The comptroller found that through 2006, most social workers dealing with the community were not Ethiopian, and had not received cultural sensitivity training.

Ethiopian boxer goes to Beijing Olympics

(AFP) — ADDIS ABABA: Donned in bright red trunks with a mouthguard to protect his teeth, Molla Getachew works on his footwork as part of a daily early-morning routine in a steamy gym in southern Addis Ababa.

With him is Solomon Zinna, a 31-year-old coach who is preparing Molla for the biggest challenge of his career in only three months time – the Olympic Games in Beijing.

The 24-year-old flyweight is the only boxer to have qualified for the tournament from Ethiopia, a country more associated with slender and wiry athletes than for pound-for-pound fighters in a boxing ring.
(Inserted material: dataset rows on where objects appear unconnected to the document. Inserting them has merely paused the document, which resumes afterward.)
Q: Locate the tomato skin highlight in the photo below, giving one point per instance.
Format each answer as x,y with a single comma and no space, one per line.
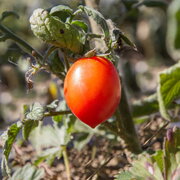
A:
92,90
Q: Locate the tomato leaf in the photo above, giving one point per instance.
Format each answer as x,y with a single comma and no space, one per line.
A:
98,17
80,24
8,138
28,172
62,12
34,112
168,89
55,64
29,125
152,3
6,14
173,29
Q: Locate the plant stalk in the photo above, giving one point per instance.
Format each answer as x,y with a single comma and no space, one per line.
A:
66,162
126,126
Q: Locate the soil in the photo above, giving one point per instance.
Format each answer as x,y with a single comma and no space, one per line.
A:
100,159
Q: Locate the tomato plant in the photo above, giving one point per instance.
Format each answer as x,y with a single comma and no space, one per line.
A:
92,89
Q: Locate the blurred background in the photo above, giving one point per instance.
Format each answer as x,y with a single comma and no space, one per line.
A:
153,26
146,26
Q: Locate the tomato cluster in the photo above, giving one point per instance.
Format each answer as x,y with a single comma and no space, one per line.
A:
92,90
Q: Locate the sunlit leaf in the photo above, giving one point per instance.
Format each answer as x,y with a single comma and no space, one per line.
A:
169,88
28,172
80,24
8,138
173,29
62,12
28,126
34,112
6,14
98,17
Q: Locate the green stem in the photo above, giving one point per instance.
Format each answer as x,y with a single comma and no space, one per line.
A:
66,62
56,113
66,162
126,126
20,41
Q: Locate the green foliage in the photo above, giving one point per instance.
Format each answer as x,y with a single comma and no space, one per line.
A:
6,14
55,65
173,29
169,88
8,138
34,112
98,17
48,141
152,3
53,30
164,164
62,12
28,172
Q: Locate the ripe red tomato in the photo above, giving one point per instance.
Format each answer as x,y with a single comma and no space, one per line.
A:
92,90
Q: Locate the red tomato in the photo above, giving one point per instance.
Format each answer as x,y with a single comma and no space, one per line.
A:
92,90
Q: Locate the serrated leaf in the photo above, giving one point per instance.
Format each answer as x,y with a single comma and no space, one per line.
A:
6,14
29,125
168,89
35,112
9,137
62,12
171,152
173,29
98,17
56,32
28,172
80,24
158,158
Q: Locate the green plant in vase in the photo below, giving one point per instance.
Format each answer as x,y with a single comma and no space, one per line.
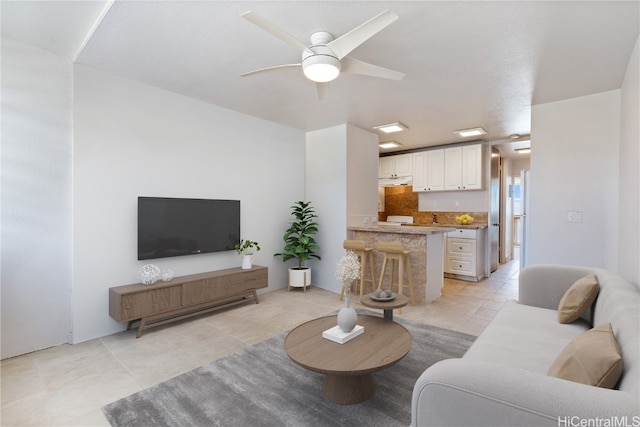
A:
299,241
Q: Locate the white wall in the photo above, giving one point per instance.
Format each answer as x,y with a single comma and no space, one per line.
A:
326,176
362,176
135,140
629,178
574,167
339,159
36,199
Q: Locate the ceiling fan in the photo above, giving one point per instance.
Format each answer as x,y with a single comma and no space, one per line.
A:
326,57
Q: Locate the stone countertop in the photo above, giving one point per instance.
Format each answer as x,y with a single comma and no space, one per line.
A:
400,229
468,227
415,228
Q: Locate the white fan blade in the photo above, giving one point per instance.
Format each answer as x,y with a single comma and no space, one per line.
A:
275,67
274,30
355,66
322,89
344,44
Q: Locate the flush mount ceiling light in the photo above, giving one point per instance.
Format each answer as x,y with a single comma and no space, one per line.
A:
389,144
464,133
391,127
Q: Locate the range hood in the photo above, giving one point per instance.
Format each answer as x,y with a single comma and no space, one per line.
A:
399,180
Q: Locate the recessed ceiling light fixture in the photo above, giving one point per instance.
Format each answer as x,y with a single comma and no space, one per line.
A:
389,144
465,133
391,127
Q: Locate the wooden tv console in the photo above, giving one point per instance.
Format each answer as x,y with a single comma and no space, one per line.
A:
186,296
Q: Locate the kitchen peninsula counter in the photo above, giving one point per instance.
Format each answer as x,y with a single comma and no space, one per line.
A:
427,254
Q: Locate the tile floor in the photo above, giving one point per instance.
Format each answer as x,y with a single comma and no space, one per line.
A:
67,385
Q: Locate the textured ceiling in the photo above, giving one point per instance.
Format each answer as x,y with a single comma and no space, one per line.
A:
478,63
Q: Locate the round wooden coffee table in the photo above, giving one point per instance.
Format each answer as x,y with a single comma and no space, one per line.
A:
348,367
386,306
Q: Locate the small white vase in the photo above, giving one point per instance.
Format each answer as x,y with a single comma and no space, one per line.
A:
347,316
246,262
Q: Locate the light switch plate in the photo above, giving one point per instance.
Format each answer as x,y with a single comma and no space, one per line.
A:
574,217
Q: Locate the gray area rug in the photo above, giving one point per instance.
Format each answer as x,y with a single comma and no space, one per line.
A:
261,386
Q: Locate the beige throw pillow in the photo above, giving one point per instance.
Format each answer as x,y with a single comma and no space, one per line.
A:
578,298
591,358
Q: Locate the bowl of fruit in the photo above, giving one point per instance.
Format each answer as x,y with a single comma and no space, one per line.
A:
464,219
382,295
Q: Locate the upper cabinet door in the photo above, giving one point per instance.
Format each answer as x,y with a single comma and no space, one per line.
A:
420,171
472,161
403,165
435,170
453,168
386,167
395,166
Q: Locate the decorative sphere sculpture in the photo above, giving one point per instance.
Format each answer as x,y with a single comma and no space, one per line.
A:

“God willing, I hope to perform very well and follow in the footsteps of our athletes who have achieved a lot throughout these years,” said Molla.

Diminutive but well-built, Molla has over 50 bouts under his belt, including ten defeats in his nine-year amateur career. His coach however, believes Molla’s athleticism and work ethic could give him the edge in Beijing.
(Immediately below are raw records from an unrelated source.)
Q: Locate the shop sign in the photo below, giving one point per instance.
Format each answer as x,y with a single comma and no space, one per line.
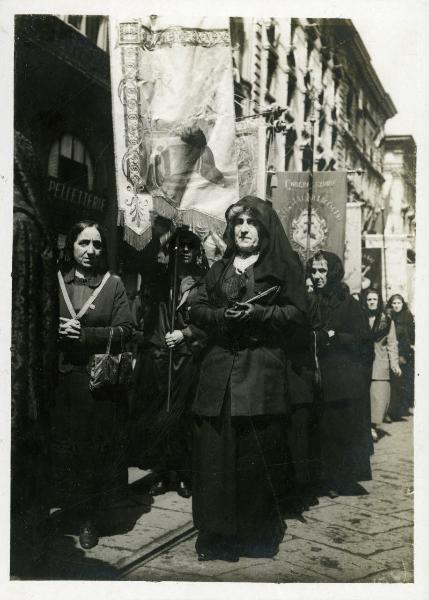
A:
70,196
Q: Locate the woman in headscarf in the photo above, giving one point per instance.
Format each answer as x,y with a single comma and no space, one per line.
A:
385,357
248,304
34,359
162,440
344,351
402,397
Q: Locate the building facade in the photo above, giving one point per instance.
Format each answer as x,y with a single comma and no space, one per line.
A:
315,71
63,105
303,75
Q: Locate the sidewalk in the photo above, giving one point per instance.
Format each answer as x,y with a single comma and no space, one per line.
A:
350,539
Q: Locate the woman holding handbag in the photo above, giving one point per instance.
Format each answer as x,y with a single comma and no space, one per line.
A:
88,427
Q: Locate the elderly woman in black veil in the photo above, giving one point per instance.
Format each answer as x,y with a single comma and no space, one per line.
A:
345,353
248,303
161,439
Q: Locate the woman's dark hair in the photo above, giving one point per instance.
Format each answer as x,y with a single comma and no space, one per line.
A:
67,261
379,300
397,297
334,281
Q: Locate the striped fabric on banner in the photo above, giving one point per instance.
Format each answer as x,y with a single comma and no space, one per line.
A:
328,216
174,122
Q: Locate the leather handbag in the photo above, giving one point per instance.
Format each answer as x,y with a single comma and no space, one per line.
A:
107,370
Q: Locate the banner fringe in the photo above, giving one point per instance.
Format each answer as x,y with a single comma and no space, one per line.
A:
135,240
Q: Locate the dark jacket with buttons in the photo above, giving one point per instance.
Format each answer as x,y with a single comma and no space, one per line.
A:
249,356
109,310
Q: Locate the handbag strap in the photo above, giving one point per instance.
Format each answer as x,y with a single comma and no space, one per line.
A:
88,303
109,343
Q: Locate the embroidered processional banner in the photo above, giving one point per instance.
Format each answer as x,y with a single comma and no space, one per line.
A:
328,215
174,123
250,144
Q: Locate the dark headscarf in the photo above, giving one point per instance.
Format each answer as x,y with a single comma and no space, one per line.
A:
200,265
335,290
277,262
404,323
382,322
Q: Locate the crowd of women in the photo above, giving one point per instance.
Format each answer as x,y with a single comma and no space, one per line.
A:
250,393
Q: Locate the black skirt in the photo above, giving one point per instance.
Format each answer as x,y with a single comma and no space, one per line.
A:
238,479
88,433
161,439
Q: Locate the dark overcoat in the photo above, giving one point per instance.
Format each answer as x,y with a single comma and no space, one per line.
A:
251,356
345,359
89,428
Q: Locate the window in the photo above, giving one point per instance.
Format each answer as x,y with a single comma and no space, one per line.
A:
70,163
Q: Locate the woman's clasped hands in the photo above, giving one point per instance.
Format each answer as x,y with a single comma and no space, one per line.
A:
69,329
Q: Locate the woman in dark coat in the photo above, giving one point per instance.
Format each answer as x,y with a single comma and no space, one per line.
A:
34,360
344,350
240,403
162,440
88,428
385,357
402,398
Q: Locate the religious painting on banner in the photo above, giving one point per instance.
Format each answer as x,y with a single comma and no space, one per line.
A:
371,269
174,122
328,214
250,142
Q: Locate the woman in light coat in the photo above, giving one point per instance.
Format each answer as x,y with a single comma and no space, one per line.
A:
385,358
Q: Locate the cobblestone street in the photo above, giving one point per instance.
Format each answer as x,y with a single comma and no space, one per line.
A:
367,538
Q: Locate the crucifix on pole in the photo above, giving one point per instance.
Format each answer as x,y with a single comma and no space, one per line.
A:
310,178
“He is very athletic and strong, his belief in hard work could help him become the most successful Ethiopian in Olympic history,” said Solomon. Despite hailing from a rough neighbourhood in the capital’s Abnet district, where several friends took up boxing, Molla’s heart lay on the football pitch for the best part of his childhood.

He only took an interest in boxing at the age of fifteen, when an unexpected trip to a national championship left him so captivated that he had to climb trees and elude security guards to watch other bouts.

Within weeks, he had signed on to a local project and never looked back.

Molla said his journey to Beijing started in Algeria at the All-Africa Games in July last year, when his inexperience led to an early first round exit at the hands of a Cameroonian fighter.

Bitter over the unsavory defeat a motivated Molla went on to clinch his Olympic berth after a string of impressive results against Seychellois and Zambian opponents during the African Olympic qualifying tournament held in the same country in January this year.

He’s now hoping to shake off Ethiopia’s dismal showing at the Olympics by emulating the success of the country’s fleet-footed athletes.

Ethiopian boxers have featured in all but two editions since the 1960 Olympics in Rome but have only been able to reach the quarter-finals twice in 11 attempts.

In the meantime, Molla and his coach have devised a rigorous four-hour-per day training schedule at a newly inaugurated training facility of the Ethiopian Boxing Federation.

Inside, the thumping sounds of taped fists pounding heavy punching bags reverberate across the yellow-painted concrete walls.

Darting in and out, pint-sized unknowns square-off with sparring partners as trainers send out instructions.

Drenched in sweat, Molla, who fights in the 51kg division, bounces lightly from toe to toe. On the other side of the corner, his ex-trainer Tasew Gebretsadik who coached him through the continental qualifying tournament casts a wary eye on his former protegì.

Gebretsadik, a veteran Ethiopian boxing coach, however believes the Olympics might be a tall order for the unheralded boxer despite his determination to succeed.

“The boy could be psychologically affected since he’ll be participating on the biggest competition of his life,” said Tasew.

Weeks after securing a place in Beijing, a bitter wrangle broke out among members of the federation after the national body decided to replace the coaching staff including Tasew.

Furthermore, four boxers who trained alongside Molla disappeared two months ago in an apparent attempt to get asylum in Namibia after participating in another qualifying competition in Windhoek.

But despite the setback, Molla remains confident.

“I’ve prepared very well. I’m in the right state of mind to be successful in Beijing,” he says.